A todo momento, as pessoas tinham pressa. Em São Paulo, a pressa era triplicada. Os passantes não gostavam de quem andava devagar. Os passantes gostavam menos ainda de quem parava no meio do caminho para apreciar as vitrines ou tirar uma pedra do sapato. Em São Miguel Paulista, especificamente, era impossível não ser empurrado ou passar imune aos gritos dos vendedores ambulantes. Caso se conseguisse, ainda restavam as buzinas dos carros para incomodar.

O problema de Amélia era que, às vezes, ela esquecia que São Miguel era uma selva; como quase todo o resto de São Paulo.

— Amélia, temos encomendas para terminar — falou Ivana, puxando o braço da jovem com menos delicadeza do que gostaria.

Era obrigação de Ivana relembrar Amélia, de modo sutil, que os cidadãos não tinham paciência; ainda mais com jovens que atrapalhavam o movimento porque estavam observando títulos de livros em vitrines.

— Eu sei, só me dê um segundo... — Amélia murmurou, semicerrando os olhos. — Você consegue ler o título daquele ali no fundo?

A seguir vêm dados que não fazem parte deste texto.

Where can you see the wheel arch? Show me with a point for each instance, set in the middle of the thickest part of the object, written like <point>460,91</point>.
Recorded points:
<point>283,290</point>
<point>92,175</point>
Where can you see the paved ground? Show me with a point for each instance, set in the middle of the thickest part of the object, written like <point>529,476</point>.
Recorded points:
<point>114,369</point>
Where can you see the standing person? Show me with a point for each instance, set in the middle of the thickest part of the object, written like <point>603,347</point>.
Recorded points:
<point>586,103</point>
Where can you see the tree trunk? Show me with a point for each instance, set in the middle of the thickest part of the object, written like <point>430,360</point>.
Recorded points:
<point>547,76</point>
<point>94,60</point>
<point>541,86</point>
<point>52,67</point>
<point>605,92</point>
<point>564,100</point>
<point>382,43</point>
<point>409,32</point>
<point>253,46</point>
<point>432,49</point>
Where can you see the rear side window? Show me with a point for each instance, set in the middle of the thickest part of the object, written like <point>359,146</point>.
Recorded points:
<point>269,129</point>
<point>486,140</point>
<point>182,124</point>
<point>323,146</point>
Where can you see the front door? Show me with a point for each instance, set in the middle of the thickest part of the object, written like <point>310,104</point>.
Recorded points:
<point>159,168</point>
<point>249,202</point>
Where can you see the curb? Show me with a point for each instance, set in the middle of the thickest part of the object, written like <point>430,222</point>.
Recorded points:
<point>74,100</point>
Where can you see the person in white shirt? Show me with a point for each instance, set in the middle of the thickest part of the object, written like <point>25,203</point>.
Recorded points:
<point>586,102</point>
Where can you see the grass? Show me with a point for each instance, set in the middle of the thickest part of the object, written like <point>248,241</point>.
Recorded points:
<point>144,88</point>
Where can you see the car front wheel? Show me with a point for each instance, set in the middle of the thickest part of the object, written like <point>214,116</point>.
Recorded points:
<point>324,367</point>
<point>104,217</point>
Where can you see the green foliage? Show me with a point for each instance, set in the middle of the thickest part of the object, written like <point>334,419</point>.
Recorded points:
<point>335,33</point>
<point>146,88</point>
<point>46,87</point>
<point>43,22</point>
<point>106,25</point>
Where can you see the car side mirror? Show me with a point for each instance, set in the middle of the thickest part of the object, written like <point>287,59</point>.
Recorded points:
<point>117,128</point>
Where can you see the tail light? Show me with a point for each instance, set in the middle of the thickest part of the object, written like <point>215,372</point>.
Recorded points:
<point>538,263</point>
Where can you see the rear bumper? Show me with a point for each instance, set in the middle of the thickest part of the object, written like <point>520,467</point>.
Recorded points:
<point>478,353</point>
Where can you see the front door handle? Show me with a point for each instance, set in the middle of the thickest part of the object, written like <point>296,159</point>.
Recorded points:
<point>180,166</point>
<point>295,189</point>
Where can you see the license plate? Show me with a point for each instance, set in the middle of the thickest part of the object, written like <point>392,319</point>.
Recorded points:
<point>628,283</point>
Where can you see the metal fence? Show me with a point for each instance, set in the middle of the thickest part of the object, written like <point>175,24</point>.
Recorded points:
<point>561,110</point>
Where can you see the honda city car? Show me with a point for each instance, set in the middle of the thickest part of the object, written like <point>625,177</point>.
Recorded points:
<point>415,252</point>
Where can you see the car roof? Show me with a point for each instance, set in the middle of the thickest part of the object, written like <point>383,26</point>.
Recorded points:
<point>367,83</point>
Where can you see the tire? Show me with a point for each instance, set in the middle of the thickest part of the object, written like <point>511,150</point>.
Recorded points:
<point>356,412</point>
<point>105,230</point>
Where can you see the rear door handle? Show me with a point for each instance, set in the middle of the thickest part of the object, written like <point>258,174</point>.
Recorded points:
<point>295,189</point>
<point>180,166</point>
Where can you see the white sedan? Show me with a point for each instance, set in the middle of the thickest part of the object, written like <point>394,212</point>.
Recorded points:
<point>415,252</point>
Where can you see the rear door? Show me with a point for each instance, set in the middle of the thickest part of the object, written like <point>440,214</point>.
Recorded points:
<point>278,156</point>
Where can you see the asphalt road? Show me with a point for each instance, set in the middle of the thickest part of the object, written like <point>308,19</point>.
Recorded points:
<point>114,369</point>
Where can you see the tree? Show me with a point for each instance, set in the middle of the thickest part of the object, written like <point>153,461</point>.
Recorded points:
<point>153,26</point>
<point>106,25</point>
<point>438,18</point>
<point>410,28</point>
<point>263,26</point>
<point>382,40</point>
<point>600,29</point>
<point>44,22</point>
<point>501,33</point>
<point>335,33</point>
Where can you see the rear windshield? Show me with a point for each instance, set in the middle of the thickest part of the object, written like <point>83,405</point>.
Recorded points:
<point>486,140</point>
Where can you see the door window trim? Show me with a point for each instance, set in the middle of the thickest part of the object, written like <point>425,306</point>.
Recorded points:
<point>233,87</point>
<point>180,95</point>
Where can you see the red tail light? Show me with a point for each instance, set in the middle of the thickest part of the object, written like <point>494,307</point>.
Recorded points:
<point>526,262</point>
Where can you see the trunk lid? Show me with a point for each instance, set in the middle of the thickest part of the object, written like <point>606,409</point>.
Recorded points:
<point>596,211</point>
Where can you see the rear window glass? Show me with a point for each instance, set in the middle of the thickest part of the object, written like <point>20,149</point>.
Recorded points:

Ivana suspirou, amassando os cachos de seu cabelo com as mãos.

— Por que você não entra para descobrir? — respondeu, incapaz de compreender a lógica da moça.

— Porque temos encomendas para terminar — Amélia retrucou, como se fosse óbvio. Era engraçado ver seu rosto franzido, combinando estranhamente com o cabelo castanho meio despenteado e o buraquinho em seu queixo.

— Você está demorando mais tempo aqui fora do que se estivesse lá dentro. — A mulher chegou mais perto. — E todo mundo que passa faz cara feia.

Amélia deu um último (e sofrido) olhar para a vitrine antes de voltar a caminhar.

Andar por aquelas ruas era sempre um exercício estimulante para ela, já que precisava desviar das pessoas a cada dois segundos. O barulho a deixava atordoada. É claro que morava em São Miguel, mas seu apartamento ficava em um canto mais calmo, o que foi uma das sortes grandes da sua vida. A parte em que estava, mais movimentada e ruidosa, era frequentada poucas vezes, quando precisava fazer entregas com (ou para) Ivana.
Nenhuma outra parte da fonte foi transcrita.